Given my own experiences from data sharing, I think that a researcher-to-researcher mode of sharing data works best as long as a project is ongoing, since it involves trust and control. In addition, there is a need in the later stages of a project to deposit valuable data on a more permanent and institutional level, above the research group level, and this might be one role for more centralized repositories. The repositories will also come in to the loop earlier in case control and trust can be built into the technical systems in a way that the researchers can control how their data is distributed, at least in the beginning. A widespread adoption of data citation might help as well.

The situation in Sweden is that most research is done at universities, which formally are authorities and are obligated to archive their data. However, this is seldom done in a way that makes the data easy to retrieve and the documentation is often not sufficient for making the data useful for other researchers.

What agency should run it/them and why? If you advocate a system of smaller repositories organized around specific disciplines, should there be an overview agency that coordinates/supervises interactions among databases? If so, describe the agency’s proposed function.

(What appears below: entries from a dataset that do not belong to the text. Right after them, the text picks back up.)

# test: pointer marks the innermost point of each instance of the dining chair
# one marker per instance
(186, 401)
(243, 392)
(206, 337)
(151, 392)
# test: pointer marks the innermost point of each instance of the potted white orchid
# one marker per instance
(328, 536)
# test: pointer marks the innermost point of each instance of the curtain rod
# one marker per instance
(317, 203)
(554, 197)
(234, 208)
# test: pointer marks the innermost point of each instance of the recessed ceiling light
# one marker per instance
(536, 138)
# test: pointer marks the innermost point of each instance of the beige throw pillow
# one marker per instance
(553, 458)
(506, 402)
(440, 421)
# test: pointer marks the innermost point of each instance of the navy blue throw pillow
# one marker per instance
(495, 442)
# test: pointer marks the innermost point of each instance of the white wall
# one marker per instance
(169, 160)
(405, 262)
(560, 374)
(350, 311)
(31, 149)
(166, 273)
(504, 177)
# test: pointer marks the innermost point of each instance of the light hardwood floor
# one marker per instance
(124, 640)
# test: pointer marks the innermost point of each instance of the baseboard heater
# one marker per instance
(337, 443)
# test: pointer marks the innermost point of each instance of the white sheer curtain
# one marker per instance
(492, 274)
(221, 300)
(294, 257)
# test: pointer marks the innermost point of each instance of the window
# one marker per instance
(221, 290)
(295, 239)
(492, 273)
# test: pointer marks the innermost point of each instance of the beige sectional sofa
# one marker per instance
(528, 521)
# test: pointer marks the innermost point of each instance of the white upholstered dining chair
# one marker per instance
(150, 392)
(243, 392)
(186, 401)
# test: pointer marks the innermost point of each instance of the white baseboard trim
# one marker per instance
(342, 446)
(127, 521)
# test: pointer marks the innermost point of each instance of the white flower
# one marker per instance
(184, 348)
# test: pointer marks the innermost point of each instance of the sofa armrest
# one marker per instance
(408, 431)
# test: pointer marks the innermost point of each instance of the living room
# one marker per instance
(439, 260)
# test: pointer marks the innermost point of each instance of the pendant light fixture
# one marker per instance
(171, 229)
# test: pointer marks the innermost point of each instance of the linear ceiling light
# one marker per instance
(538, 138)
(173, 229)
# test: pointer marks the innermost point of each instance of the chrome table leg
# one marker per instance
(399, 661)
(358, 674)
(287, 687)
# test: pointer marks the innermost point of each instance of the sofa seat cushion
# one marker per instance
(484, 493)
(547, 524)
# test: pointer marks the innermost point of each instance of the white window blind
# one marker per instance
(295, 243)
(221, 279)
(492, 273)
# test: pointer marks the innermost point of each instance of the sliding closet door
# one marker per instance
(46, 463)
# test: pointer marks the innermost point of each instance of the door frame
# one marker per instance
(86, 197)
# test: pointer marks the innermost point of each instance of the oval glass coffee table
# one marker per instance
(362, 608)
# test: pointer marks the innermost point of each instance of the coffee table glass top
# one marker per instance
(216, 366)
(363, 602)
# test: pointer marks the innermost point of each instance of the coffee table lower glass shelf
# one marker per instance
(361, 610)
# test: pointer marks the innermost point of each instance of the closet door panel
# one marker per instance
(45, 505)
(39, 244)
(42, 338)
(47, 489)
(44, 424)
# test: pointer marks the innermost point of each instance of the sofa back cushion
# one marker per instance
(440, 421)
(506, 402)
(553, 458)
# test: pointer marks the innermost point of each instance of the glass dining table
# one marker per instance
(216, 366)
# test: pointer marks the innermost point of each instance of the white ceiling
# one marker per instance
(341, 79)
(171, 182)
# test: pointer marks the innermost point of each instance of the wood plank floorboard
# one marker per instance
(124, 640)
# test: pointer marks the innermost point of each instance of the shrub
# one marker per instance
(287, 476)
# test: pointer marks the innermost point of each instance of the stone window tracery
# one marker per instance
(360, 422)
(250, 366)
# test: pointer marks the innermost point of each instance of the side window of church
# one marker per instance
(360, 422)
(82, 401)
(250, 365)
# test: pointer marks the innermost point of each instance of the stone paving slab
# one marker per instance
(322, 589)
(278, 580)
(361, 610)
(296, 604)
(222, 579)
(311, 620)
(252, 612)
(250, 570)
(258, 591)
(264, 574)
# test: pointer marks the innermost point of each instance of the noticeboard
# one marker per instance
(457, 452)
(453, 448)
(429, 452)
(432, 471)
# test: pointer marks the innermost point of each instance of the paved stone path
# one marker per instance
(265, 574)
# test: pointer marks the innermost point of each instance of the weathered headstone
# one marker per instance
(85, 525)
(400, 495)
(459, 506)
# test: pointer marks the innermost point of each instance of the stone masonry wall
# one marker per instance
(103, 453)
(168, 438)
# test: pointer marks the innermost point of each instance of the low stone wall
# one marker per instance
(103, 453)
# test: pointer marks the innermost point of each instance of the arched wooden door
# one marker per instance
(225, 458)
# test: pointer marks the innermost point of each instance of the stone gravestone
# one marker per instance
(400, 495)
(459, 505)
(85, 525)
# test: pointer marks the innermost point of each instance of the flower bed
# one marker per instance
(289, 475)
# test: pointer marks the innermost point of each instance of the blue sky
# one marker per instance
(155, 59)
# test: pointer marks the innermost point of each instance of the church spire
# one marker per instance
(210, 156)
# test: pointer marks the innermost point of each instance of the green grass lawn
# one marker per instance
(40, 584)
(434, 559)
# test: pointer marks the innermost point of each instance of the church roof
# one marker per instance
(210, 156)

In Sweden, the National Research Council “Vetenskapsrådet” organized a “beauty contest” where research-oriented organizations could bid for hosting the national data center. The bids were then evaluated by a panel of international experts. The bid winner was the Met-agency (www.smhi.se), which has a lot of experience in the technical and organizational aspects of data handling and data sharing.

I believe a national center should be a core hub of competence and information about who is doing what etc. But I don’t really see how a national center could become a steering body for all other local or specialized data repositories. A national center should know who is doing what, and it should also disseminate knowledge and practices to the other centers.

What are your suggestions on the most powerful ways to combat researchers’ resistance to data sharing? How effective do you see the requirements now in place by the NIH and high-profile journals requiring data sharing as condition of funding? Do you believe more teeth should be put into these requirements and, if so, how?

I think funding authorities and research institutions could help by requiring that data be stored in more centralized repositories after the fulfillment of projects. Also it will help to build in rewards like data citation in the research culture, and trust in the form of letting a researcher know who is requesting his data and give him the possibility to communicate, or maybe stop a request as long as the research group that produced the data has not fully used it yet for its intended purpose.

Research councils in some countries require researchers who have obtained grants to deliver their data to centralized data repositories when the project is finalized. This is also being discussed in other countries, including Sweden. The discussion in Sweden, however, has not yet lead to any firm decision by the national research councils.